When I napkined this model for Kevin Fong of the Mayfield Fund (no relation except trademark dispute ;-) over lunch at Brainstorm, he suggested that without apathy you have revolution. I suggested that the 95% turnout for the first Ukrainian election, which was rather revolutionary, might support his theory. I would like to think that political participation overlaid upon Maslow's hierarchy of needs may be a well-curve with one end sparking rebellion, and the other being, well, an ideal.
Robert Putnam in Bowling Alone surveyed the decline of social capital in twelve categories One counter argument he acknowledges is the rise of mass-membership organizations like the Sierra Club or AARP. It should be noted that Affiliation with a Political Organization does not necessarily mean fostering social capital, as members can be only connected through proxy. However, you could view a successful political organization as mass, with it's own Long Tail of Apathy.
Time columnist Joe Klein, author of Politics Lost, suggested at Brainstorm that his vote for the next President would be decided by how much she asked of the citizenry. That's right -- don't ask for my vote, tell me how I should contribute. The WW II generation shared a common sacrifice and understanding for what it meant to be American -- which made them good citizens and leaders. Doing what you can for your country used to be a shared value.
But as the political season approaches, let's consider what has changed (as little in the political landscape has). The cost for personal publishing has fallen to zero. Its common for citizens to express a facet of their identity online. The cost for group forming has fallen to zero. Networked appeal has proven itself as a fundraising mechanism. A broad conversational network and common sense repository supports collective sense making. Today social software has gained use broad enough to support civic engagement.

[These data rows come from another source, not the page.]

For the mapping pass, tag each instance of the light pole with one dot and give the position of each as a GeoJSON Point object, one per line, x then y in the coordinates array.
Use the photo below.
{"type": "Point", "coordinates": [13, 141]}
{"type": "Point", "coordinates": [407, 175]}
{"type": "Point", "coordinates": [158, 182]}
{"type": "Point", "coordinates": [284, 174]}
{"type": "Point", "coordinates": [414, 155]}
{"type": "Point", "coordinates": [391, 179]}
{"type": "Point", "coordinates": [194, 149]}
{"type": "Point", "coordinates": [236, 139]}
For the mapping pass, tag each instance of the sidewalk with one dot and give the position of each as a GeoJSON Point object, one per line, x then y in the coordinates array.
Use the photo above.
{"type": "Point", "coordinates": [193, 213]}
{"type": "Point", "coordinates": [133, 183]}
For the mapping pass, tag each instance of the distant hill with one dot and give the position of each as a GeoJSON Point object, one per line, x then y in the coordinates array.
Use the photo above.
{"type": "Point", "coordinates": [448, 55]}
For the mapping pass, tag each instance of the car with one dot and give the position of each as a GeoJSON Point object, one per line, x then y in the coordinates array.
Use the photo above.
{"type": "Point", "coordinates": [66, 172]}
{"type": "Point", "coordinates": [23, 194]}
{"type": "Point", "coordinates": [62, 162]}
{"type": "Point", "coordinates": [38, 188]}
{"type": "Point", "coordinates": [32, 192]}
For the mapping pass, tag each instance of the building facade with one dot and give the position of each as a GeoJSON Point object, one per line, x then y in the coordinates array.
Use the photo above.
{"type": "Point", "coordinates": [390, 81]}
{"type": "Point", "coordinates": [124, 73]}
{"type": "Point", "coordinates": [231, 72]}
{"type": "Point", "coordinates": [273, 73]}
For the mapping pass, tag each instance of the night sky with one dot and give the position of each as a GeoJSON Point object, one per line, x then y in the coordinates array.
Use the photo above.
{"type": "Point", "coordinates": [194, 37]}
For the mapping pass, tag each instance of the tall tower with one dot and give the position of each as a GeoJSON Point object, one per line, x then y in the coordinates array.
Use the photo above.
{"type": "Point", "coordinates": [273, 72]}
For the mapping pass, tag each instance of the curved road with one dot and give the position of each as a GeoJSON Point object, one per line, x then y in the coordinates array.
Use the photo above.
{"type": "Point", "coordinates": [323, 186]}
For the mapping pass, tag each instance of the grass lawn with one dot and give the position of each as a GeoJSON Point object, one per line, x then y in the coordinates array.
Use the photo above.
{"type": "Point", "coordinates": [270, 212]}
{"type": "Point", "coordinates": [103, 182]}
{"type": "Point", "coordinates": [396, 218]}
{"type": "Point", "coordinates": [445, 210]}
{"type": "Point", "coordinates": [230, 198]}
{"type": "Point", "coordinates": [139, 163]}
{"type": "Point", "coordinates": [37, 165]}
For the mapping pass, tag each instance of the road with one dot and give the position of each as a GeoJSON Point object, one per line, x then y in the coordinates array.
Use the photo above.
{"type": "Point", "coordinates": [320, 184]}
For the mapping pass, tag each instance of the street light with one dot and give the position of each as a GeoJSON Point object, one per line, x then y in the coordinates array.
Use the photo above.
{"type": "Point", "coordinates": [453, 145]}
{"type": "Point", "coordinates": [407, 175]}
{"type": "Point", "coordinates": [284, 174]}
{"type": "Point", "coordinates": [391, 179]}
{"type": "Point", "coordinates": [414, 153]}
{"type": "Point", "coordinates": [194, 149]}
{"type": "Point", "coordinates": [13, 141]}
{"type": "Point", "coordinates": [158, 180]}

During the last Presidential campaign we held hope that politics was changing. First we thought we could get someone elected from the grassroots, but restoring topsoil takes greater effort. Then we even hoped that political institutions could change how they engaged the public, but the elected culture isolated itself without precedent. Quite frankly, this barely happened. But this time around, groups are forming to take action.
One fascinating statistic thrown around at Brainstorm 2006 was that 10% of college students volunteered to join Americorps. Unfortunately I can't find a source, although Americorps has 75,000 members, with a significant track record:
- 92 percent of AmeriCorps sponsoring organizations say members helped them increase the number of persons the groups served to a large or moderate extent.
- 72 percent of AmeriCorps members continue to volunteer in their communities after their term of service ends.
- 87 percent of former AmeriCorps members accepted public service employment (including governmental and nonprofit work) with three years after completing their AmeriCorps service.
It is encouraging to think that NetGens have a latent demand for civic engagement, The children of the baby boom may not buy off on political messages, but they want to play a role, to give forth. Let's admit there is hope together, each in our own way.